ブラックをすすめるたびに 「胃がもたれるから」 と言い訳する結歌は、スプーンに角砂糖をひとつ乗せカップにゆっくり沈ませた。

音をさせることなくゆるやかに回したのち少し持ち上げ、表面で雫が収まるのを待ち、ゆっくりスプーンを持ち上げ 静かにソーサーに置く。

一連の動作は何度目にしても美しいと思う。

「いただきます」 と行儀良く挨拶をしてカンノーリを頬張り、 「美味しい」 と感嘆の声を上げ、エスプレッソカップを軽くつまみ口に運ぶ。

カップをソーサーに戻すとまたカンノーリを口にして、今度は目を閉じてうっとりとした表情を浮かべている。

イタリアで馴染んできた菓子に出会えた嬉しさを大きな身振りで示しながらも、カップを扱う手は優雅な流れを崩さない。

結歌と一緒に食事をした回数はそれこそ数え切れないが、二人の間で気のおけない会話が当たり前になり 遠慮のない言葉がかわされるようになっても、食事をする姿が乱れることはなかった。

「母に厳しく注意された覚えはないのよ」 と結歌は言うが、身についた優雅な仕草はお母さま仕込みである。

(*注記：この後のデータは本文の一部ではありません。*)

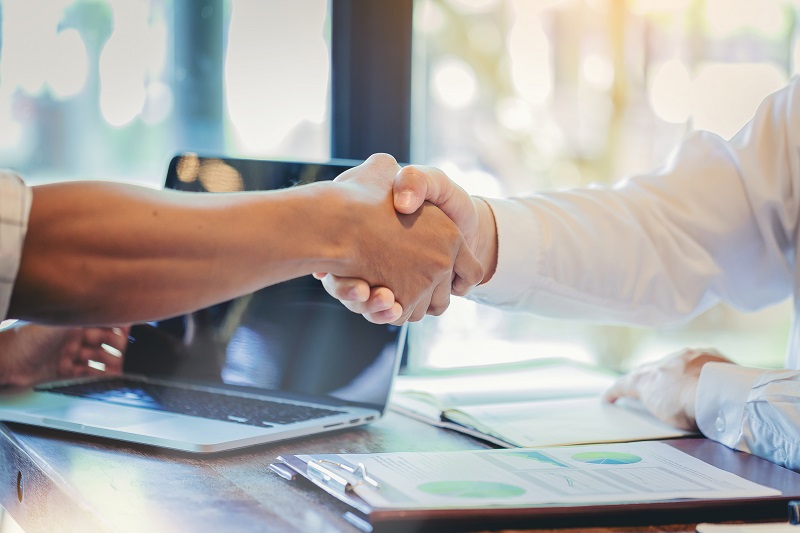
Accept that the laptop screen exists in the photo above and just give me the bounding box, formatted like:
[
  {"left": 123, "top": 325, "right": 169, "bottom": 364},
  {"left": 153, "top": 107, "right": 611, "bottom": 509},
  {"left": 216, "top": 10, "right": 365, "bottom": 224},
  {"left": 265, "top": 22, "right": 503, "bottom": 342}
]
[{"left": 124, "top": 154, "right": 405, "bottom": 412}]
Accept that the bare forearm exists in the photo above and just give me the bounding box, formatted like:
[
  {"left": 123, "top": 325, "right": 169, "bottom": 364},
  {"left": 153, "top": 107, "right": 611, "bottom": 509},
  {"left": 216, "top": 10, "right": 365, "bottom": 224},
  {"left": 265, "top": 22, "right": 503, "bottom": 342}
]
[{"left": 9, "top": 183, "right": 342, "bottom": 324}]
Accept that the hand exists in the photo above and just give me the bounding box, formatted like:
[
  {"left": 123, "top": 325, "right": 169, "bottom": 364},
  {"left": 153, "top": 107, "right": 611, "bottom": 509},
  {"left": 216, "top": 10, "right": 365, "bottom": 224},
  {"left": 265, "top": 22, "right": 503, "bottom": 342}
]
[
  {"left": 328, "top": 154, "right": 483, "bottom": 324},
  {"left": 603, "top": 349, "right": 733, "bottom": 430},
  {"left": 314, "top": 165, "right": 497, "bottom": 324},
  {"left": 0, "top": 324, "right": 130, "bottom": 386}
]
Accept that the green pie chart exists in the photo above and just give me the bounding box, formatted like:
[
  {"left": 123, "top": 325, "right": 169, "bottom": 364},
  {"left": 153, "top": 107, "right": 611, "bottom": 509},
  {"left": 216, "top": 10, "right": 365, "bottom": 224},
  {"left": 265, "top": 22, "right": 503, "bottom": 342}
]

美しい仕草と感情が弾けた動作のアンバランスが、いかにも結歌らしいと思うのだった。



「この味、懐かしいわ」


「帰国して一ヶ月よ。懐かしがるほどじゃないでしょう。おおげさね」


「だって、日本でこれほど本格的な味に会えるとは思わなかったのよ。 

ねぇ、珠貴のビスコッティ、ちょっともらってもいい?」


「どうぞ、こちらも美味しいわよ」


「うふっ、ありがと……珠貴、ホントにごめんね」


「まだ言ってる。それ以上言うと怒るわよ」  


「でも……」
 


結歌が神社の庭で宗に仕掛けたいたずらは、彼女の思惑を大きく外れ、とんでもない方向へと向かっていた。
 
それもこれも、昭和織機の丸田会長の出現によるものだった。 

父の誤解は、結歌のお父さまのとりなしにより解決したというのに、丸田会長の勘違いなおせっかいから宗と結歌の縁談まで持ち上がり、私の苛立ちは募っていた。

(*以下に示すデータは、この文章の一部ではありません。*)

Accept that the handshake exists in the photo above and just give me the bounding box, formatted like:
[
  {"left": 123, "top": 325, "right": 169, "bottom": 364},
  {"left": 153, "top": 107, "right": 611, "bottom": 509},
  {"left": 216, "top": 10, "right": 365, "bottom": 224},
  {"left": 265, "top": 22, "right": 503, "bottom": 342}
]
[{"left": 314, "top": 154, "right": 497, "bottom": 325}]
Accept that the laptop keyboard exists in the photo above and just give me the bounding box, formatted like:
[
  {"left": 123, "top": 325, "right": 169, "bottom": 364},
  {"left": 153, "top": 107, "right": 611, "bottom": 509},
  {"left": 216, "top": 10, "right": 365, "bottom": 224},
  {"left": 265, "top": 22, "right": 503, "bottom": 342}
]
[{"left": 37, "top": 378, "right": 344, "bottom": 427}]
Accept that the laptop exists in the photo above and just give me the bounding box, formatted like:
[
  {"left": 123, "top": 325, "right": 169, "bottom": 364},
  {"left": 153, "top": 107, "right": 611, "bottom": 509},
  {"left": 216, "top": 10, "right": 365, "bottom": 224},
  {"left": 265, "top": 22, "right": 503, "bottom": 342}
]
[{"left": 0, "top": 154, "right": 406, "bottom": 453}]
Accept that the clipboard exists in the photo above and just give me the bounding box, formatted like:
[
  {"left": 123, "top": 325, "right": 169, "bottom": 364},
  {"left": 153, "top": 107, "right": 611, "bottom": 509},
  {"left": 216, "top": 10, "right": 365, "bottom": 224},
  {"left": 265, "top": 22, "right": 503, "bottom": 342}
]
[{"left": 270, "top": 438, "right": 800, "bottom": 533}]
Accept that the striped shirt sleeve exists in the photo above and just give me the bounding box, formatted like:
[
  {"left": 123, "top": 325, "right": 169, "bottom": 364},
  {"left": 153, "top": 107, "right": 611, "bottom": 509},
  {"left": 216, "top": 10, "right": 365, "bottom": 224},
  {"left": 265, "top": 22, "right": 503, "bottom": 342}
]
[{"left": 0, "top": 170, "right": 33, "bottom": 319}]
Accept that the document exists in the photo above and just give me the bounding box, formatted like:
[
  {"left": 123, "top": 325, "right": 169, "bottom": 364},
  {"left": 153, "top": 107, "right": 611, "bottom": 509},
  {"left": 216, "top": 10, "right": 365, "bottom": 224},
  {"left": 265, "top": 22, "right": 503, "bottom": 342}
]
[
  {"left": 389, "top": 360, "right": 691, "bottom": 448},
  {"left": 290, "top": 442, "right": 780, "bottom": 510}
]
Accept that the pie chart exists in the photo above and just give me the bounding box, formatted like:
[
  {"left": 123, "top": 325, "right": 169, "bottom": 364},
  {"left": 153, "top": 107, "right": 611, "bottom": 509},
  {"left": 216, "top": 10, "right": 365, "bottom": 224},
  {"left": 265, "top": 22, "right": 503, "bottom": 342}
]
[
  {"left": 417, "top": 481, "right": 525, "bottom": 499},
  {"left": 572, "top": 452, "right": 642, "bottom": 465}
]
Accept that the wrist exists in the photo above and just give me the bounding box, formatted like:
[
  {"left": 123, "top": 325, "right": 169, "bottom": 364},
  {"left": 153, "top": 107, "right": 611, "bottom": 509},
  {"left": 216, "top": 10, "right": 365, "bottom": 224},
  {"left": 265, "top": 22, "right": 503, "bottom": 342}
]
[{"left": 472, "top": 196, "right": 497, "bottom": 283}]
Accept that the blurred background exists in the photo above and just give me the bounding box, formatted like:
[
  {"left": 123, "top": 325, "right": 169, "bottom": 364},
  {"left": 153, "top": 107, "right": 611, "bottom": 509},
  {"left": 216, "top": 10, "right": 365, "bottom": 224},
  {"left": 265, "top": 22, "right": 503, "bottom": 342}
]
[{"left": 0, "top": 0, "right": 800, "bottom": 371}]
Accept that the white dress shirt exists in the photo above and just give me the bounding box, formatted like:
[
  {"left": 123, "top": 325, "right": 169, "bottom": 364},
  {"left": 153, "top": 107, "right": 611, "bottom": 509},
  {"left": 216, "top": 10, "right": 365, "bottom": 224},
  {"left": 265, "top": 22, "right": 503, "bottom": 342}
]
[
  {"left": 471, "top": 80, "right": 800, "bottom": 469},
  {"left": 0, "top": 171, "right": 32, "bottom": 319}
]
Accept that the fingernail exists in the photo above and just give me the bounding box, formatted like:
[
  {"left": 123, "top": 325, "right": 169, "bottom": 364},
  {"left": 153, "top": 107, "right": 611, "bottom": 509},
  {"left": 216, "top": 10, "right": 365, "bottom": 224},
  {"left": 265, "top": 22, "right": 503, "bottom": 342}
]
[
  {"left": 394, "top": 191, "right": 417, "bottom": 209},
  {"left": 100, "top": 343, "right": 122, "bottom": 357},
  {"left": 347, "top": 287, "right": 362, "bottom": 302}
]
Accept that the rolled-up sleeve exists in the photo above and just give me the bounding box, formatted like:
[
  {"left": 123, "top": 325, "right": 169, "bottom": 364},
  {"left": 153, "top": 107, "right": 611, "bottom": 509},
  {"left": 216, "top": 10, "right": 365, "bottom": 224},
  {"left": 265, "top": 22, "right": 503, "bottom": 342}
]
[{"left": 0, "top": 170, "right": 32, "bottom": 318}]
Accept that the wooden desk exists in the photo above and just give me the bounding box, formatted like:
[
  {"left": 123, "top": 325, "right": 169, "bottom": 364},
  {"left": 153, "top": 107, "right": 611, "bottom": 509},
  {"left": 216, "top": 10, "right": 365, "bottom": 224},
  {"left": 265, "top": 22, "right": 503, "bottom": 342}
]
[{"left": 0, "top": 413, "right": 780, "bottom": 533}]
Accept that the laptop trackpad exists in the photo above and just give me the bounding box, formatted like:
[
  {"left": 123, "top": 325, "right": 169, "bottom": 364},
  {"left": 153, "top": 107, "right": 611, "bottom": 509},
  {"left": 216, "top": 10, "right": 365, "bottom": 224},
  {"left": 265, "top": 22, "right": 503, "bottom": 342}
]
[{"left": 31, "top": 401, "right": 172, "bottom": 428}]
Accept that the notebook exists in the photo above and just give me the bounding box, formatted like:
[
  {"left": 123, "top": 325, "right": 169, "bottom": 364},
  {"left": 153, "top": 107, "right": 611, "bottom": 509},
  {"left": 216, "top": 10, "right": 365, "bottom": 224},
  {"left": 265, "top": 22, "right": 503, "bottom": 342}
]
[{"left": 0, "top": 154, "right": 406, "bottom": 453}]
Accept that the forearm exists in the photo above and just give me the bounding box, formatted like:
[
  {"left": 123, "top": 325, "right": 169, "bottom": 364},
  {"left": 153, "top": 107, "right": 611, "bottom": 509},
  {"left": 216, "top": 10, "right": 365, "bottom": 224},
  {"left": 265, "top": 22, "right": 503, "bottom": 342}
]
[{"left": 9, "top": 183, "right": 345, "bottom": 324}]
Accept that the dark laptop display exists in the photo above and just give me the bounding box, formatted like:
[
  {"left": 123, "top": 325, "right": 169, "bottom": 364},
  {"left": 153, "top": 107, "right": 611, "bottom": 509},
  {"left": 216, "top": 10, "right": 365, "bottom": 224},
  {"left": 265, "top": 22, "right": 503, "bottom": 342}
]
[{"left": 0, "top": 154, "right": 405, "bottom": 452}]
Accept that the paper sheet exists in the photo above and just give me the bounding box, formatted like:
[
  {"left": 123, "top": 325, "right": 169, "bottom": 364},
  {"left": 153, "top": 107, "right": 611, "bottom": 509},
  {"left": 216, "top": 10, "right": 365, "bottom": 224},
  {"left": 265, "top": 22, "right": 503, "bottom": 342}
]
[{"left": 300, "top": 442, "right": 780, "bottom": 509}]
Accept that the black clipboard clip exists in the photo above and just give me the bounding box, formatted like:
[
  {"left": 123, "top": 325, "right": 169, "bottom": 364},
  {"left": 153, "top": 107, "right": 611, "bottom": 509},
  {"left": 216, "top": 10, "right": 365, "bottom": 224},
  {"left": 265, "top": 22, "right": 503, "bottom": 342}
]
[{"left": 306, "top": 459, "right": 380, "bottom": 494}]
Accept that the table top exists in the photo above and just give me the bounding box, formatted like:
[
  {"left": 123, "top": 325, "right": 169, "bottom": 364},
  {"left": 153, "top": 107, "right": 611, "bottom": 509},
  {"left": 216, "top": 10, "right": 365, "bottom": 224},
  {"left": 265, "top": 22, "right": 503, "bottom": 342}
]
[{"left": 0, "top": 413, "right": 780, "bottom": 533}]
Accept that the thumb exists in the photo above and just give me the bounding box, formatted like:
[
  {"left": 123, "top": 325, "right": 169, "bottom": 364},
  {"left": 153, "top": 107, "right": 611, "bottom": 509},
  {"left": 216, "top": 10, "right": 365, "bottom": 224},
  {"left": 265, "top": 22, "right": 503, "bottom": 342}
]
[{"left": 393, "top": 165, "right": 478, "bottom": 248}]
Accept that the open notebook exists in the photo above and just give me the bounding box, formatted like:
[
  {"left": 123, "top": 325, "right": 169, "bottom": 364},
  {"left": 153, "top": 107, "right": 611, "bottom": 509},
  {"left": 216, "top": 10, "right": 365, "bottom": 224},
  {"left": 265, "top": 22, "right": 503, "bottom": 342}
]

彼女のせいではないとわかっていながら、大事な友人を疎ましく感じてしまう自分も嫌だった。

こんな気持ちのまま会いたくないと思ったものの、誘いを断る勇気もなく出かけてきたのだが、結歌の無邪気な顔を見ているうちに胸の靄はいつしか消えていた。

そればかりか、結歌はかけがえのない友人であるとの思いがいっそう強くなったのだった。

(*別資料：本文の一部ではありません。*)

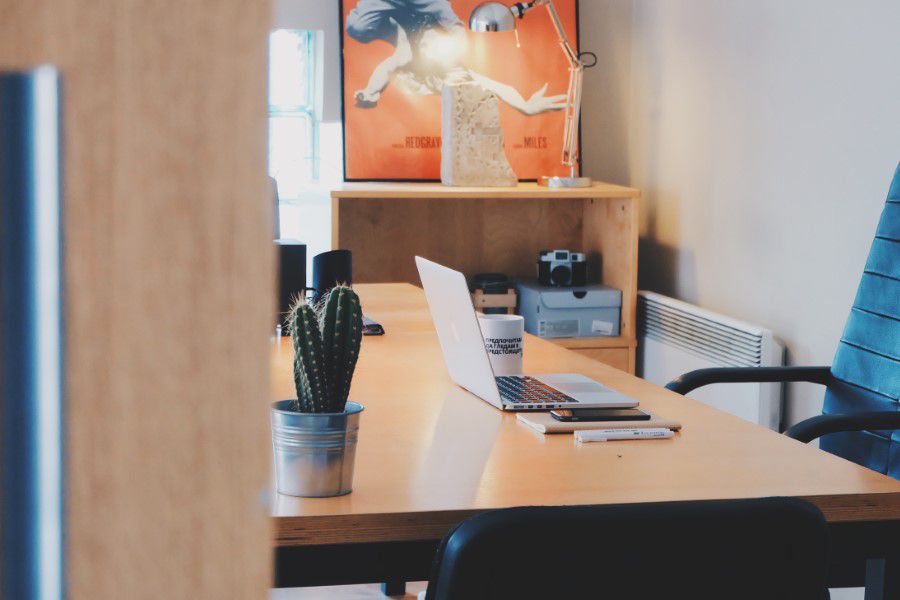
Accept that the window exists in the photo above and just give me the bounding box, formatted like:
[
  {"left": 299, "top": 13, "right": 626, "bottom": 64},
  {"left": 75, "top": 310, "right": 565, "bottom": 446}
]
[
  {"left": 269, "top": 29, "right": 343, "bottom": 276},
  {"left": 269, "top": 29, "right": 319, "bottom": 200}
]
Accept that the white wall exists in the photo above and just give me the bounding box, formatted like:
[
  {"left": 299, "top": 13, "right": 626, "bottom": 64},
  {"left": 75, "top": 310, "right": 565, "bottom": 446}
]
[{"left": 581, "top": 0, "right": 900, "bottom": 423}]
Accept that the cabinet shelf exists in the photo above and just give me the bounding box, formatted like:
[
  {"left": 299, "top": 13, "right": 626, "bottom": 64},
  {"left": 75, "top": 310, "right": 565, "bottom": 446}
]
[{"left": 331, "top": 182, "right": 640, "bottom": 372}]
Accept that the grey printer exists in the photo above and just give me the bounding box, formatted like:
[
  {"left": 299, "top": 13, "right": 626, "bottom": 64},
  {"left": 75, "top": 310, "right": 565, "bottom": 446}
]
[{"left": 516, "top": 280, "right": 622, "bottom": 338}]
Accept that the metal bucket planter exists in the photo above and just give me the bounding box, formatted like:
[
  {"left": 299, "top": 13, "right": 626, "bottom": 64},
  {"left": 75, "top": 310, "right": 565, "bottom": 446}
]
[{"left": 271, "top": 400, "right": 363, "bottom": 498}]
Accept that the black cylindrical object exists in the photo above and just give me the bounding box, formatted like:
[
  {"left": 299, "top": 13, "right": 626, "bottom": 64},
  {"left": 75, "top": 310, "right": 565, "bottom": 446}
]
[
  {"left": 275, "top": 239, "right": 306, "bottom": 335},
  {"left": 313, "top": 250, "right": 353, "bottom": 300}
]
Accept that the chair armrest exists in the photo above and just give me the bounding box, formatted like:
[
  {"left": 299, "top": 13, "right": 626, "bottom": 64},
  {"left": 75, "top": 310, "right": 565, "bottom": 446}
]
[
  {"left": 784, "top": 411, "right": 900, "bottom": 443},
  {"left": 666, "top": 367, "right": 831, "bottom": 394}
]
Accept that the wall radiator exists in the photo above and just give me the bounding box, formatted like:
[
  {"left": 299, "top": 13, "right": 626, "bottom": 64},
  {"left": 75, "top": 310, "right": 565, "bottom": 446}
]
[{"left": 637, "top": 291, "right": 784, "bottom": 431}]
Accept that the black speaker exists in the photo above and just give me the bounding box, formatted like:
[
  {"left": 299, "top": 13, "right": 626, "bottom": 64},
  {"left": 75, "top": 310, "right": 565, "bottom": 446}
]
[
  {"left": 313, "top": 250, "right": 353, "bottom": 300},
  {"left": 275, "top": 239, "right": 306, "bottom": 335}
]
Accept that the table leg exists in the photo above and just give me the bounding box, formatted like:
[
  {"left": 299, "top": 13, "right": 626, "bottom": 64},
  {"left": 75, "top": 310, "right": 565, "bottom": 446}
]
[
  {"left": 866, "top": 556, "right": 900, "bottom": 600},
  {"left": 381, "top": 580, "right": 406, "bottom": 596}
]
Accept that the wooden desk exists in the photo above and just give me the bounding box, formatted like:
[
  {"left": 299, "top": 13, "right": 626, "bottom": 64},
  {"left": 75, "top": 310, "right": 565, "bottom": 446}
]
[
  {"left": 331, "top": 182, "right": 640, "bottom": 373},
  {"left": 272, "top": 284, "right": 900, "bottom": 585}
]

「今夜ね、結歌のお父さまと宗一郎さんがお会いしているはずよ。 

丸田会長の動きを封じる作戦を練るんですって」


「それだけど……父の都合でキャンセルになったの……あぁ、どうして上手くいかないのよ。 

本当にごめんね」


「また謝った。絶交するわよ!」


「わぁっ、ごめん。あっ、今のは違うのよ。もぉ、なんていったら言いのよ」


「約束の時間、そろそろでしょう?」



手を振りながら必死に弁解していた結歌が、思い出したように時計を見た。

今夜遅く人に会う予定が入っているらしく、それまで付き合ってほしいと言われ、イタリアンスイーツ専門店の  『夜のカフェ』 に誘ったのだった。



「ありがとう、時間に遅れるところだったわ。さっ、いきましょう」


「いきましょうって、私も行くの?」


「そうよ」


「どこに連れて行くつもり?」


「キョウコ・コダマ先生にお会いするのよ。すごいでしょう!」



名前を聞いても、誰なのか私にはわからない 。

とにかく一緒に行けばいいからと言われ、結歌に引っ張られるように店を出てタクシーに押し込まれた。

車中でこれから会う人物について聞かされたが 「ふぅん……」 と関心のなさそうな顔をすると 「ウソッ! 本当に知らないの?」 と結歌にかなり驚かれた。 

その方は非常に忙しく、簡単には会えない人だということだけはわかった。